The plans for a study that is expected to help guide regional
emissions-control activities over the next 30 years were unveiled
yesterday at a meeting in Shanghai attended by meteorological
officials from the city and six east China provinces.
As leader of the project, the Shanghai Meteorological Bureau has
hired Chen Baode, a climate scientist who worked for the United
States National Aeronautics and Space Administration for nearly a
decade, as senior adviser for the mission.
"It's time we should pay attention to climate change," Chen said
during yesterday's meeting.
Bureau officials didn't reveal the cost of the survey or the
number of researchers who would work on it.
The effort follows a series of regional climate phenomena that
could have been caused by a buildup of greenhouse gases and an
increase in temperature.
It also comes on the heels of the United Nation's recent
Intergovernmental Panel on Climate Change report that concluded
human activities are "very likely" the cause of global warming.
Researchers in the regional program will spend the next three
years developing a climate forecast for the next 20 to 30 years.
The predications will be based on trends found in historical data,
including ground-based readings and satellite recordings made since
the 1970s.
"Once our assessment is made, we will make suggestions to
governments for restructuring resource-based industries," Chen
said.
Shanghai's gross domestic product has maintained double-digit
growth for 15 straight years. While energy consumed per unit of GDP
is being reduced, overall emissions of the greenhouse gas carbon
dioxide are on the rise.
A direct link between the city's rapid economic growth and local
climate change may be difficult to prove, but experts are concerned
over recent weather patterns.
Among the unsettling signs, Shanghai's average temperature
during the first 10 days of February was around 9 degrees Celsius,
four degrees higher than the usual. On February 6, the mercury hit
23.4 degrees, the highest for that date in the past 14 years.

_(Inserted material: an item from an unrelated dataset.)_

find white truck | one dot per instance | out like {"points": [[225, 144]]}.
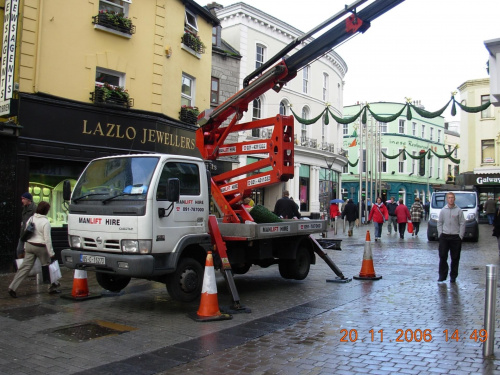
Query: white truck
{"points": [[147, 216], [467, 201]]}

Shanghai is not alone in reporting weather anomalies. On
February 5, the high reached 16 degrees in Nanjing, capital of
Jiangsu Province, the hottest for that day since 1840.
On February 3, Beijing reported a high of 12.8 degrees, setting
a 50-year record.
"Even Shanghai's traditional Plum Rain season has become much
drier in recent years," said Lei Xiaotu, head of the climate
research center at the Shanghai Meteorological Bureau.
The Plum Rain period, which used to bring downpours in June or
July, now passes more quickly than it did in the past and yields
less moisture - a phenomenon that bewilders Lei.